# KHE Barbados oder Subrosa Salvador



## DomeB (20. Mai 2008)

Hi,

also ich will mir das KHE oder das Subrosa kaufen.

Ich weis nicht genau vom optischen find ich beide gut. Außer beim Subrosa das Kettenblatt.

Wie ist eure Meinung? Welches sollte ich kaufen?


Danke MfG Mirco


----------



## lightmetal (21. Mai 2008)

Welches Barbados? Und was willst du überhaupt ausgeben?


----------



## MTB-News.de




----------



## Stirni (21. Mai 2008)

Barbados AM ist gut.Freundin hats und ich muss sagen sehr gut!


----------



## DomeB (21. Mai 2008)

Will 300 ausgeben...

Das Barbados AM!

Übers Verde Vex habe ich auch nachgedacht.. aber das ist zu schwer

Warscheinlich wirds auch das KHE Barbados AM!


----------



## Stirni (21. Mai 2008)

Das einzige was du am KHE ändern solltest,sind die Griffe!Stell dir vor du tauchst deinen lenker an beiden seiten ca. 14cm in Beton,formst das rund und malst es mit edding schwarz an.Dann hast du nicht annähernd die Härte,wie hart die Griffe sind!Die sind echt ungemütlich


----------



## specip2 (22. Mai 2008)

Hey ich könnt dir übern shop des Barbados billiger verkaufen unbenutzt.Du bekommst dan über den Shop sogar Garantie.Ich kenn halt den Shopbesitzer.


----------



## schlawittchen (28. Mai 2008)

ok barbados am is nich schlecht aber ich finde des barbados lt schon n bissle besser kostet auch n bissle mehr^^


----------



## Stirni (29. Mai 2008)

Hallo!
Bericht zum barbados AM:

Es kam an und es war direkt hinten ein Loch im Schlauch.
haben wir dann gewechselt und meine Freundin,die sich grade mal traut ene 1m hohe startrampe im sitzen runterzufahren weil ihrs im stehen zu schnell ist (what ever?!Frauen...) is damit donnerstag und fretag rumgerollert.Soweit so gut.Am Freitag hat sie mr gesagt das vorne was locker ist,ich also Steuersatz und Nabe gecheckt war aber bei beidem kein spiel!Samstag morgen dann nochmal geguckt weil mir auch was locker vorkam (hatte ihr gesagt sie bildets sich nur ein  ) und hab dann direkt mal entdeckt das die Gabel ausfallenden verbogen sind (s.O warum das passiert sein sollte?! ) und der Sattel hat einen Riss und die naht darauf ist "geplatzt" oder "gerissen" oder "explodiert" wie auch immer,auf jeden fall sattel auch kaputt. Rad wird jetz zurückgeschickt und Geld zurück damit man sich ein ordentliches Rad kaufen kann!

Fazit:
Der letzte mist!

Edit:
Bei den ausfallenden fehlte sogar eine schweißnaht!Die sind ja normalerweise an allen 4 seiten verschweißt also aussen, innen oben,unten be dem bike aber nur aussen also,oben und unten


----------



## DomeB (31. Mai 2008)

he... voher hast gesagt " Bar-Bados ist echt gut. Freunin hatts." wiederspricht sich kaum..


----------



## RISE (31. Mai 2008)

Spätestens nach der Trennung wären Rad und Frau sowieso als schlecht beurteilt worden.


----------



## Stirni (31. Mai 2008)

DomeB schrieb:


> he... voher hast gesagt " Bar-Bados ist echt gut. Freunin hatts." wiederspricht sich kaum..

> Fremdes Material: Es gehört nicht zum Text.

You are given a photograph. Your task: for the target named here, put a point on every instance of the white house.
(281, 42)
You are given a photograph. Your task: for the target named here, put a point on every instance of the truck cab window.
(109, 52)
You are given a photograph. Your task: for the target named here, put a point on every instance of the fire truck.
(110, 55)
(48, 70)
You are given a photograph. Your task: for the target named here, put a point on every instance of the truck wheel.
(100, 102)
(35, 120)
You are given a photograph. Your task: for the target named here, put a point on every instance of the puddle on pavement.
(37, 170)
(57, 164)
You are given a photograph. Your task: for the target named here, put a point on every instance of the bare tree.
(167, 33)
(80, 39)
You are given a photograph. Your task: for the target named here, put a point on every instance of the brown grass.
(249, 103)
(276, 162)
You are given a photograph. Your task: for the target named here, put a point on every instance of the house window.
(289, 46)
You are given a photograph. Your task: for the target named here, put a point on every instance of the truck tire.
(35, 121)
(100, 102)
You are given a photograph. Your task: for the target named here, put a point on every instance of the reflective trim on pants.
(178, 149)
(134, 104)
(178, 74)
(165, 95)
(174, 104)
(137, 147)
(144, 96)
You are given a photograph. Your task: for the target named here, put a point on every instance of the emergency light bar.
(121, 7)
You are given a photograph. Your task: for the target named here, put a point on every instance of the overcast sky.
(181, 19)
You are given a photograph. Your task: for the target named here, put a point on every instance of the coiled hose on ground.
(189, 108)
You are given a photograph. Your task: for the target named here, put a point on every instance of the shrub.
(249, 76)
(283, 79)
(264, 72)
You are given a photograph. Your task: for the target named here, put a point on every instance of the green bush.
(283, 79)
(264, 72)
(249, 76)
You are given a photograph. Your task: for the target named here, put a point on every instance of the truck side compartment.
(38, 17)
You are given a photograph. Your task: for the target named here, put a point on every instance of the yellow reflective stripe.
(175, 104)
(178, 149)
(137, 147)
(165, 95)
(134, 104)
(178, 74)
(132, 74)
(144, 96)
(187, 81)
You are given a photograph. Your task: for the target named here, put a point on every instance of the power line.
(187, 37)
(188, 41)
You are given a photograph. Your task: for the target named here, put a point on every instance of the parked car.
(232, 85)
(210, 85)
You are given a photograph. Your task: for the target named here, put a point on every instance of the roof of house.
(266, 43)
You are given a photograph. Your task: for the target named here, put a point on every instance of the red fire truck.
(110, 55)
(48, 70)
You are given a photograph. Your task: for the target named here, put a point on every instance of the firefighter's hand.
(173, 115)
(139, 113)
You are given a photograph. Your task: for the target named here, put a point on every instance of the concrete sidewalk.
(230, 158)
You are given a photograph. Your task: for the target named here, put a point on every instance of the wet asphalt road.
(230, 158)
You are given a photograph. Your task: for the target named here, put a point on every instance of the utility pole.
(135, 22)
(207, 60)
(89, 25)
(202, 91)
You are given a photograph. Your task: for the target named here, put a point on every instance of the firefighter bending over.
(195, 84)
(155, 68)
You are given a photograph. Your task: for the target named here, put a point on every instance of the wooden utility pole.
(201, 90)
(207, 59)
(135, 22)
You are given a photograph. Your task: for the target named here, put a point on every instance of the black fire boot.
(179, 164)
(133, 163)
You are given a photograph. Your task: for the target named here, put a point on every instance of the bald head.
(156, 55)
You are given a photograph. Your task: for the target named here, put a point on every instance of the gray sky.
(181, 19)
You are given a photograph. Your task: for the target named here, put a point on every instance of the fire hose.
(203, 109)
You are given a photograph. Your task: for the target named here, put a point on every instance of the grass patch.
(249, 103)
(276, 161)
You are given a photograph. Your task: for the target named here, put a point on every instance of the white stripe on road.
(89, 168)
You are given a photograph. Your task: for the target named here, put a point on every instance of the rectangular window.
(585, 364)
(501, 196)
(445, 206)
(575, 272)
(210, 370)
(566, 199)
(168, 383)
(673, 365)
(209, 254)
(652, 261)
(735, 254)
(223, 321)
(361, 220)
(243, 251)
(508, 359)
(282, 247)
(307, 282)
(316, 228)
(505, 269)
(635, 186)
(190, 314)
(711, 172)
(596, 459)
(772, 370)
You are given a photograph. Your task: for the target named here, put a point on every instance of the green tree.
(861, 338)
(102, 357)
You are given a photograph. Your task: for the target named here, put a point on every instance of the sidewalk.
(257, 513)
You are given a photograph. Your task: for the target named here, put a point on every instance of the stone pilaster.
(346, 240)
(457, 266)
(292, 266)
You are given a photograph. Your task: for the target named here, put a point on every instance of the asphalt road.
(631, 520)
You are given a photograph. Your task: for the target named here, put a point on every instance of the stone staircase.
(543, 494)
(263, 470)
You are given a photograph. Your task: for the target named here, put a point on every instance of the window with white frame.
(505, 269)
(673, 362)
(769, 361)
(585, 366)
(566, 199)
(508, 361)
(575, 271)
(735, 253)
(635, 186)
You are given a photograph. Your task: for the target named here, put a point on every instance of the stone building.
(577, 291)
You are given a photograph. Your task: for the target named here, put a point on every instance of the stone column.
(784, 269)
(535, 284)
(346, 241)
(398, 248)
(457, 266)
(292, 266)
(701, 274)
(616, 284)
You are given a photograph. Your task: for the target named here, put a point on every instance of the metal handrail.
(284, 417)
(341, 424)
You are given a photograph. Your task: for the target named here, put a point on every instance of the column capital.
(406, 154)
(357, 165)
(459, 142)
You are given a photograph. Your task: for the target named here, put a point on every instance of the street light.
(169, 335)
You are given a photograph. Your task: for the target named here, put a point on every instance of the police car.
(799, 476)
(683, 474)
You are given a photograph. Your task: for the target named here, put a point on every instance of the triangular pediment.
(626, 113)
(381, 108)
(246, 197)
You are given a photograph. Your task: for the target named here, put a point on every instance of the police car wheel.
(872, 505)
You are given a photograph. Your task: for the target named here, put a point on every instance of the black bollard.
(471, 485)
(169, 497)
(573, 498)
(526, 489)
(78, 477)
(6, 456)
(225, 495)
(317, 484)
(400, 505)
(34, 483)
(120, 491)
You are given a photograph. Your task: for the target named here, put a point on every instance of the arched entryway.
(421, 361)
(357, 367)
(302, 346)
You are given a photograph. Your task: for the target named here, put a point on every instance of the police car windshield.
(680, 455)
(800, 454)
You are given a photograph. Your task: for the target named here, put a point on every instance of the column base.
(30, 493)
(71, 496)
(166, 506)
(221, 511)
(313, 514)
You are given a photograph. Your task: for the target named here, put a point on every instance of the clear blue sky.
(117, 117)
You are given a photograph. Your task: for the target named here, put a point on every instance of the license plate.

Dies war der erste Eindruck vom Rad!Nur rein äusserlich! Hätt ich vll. dazuschreiben sollen 



RISE schrieb:


> Spätestens nach der Trennung wären Rad und Frau sowieso als schlecht beurteilt worden.



eben


----------



## MTB-News.de




----------



## RISE (1. Juni 2008)

Tja, Liebe macht eben blind.


----------



## bikeron (14. Juni 2008)

Also falls du dir jetzt noch kein rad gekauft hast, ich kann dir ds verde vex empfehlen. Von wegen 13.9   ein freund von mir hats sich letztens gekauft und was soll ich sagen(?) 12.5 kilo!! ich habs dann nochmal nachgewogen weil ichs nicht fassen konnte!!!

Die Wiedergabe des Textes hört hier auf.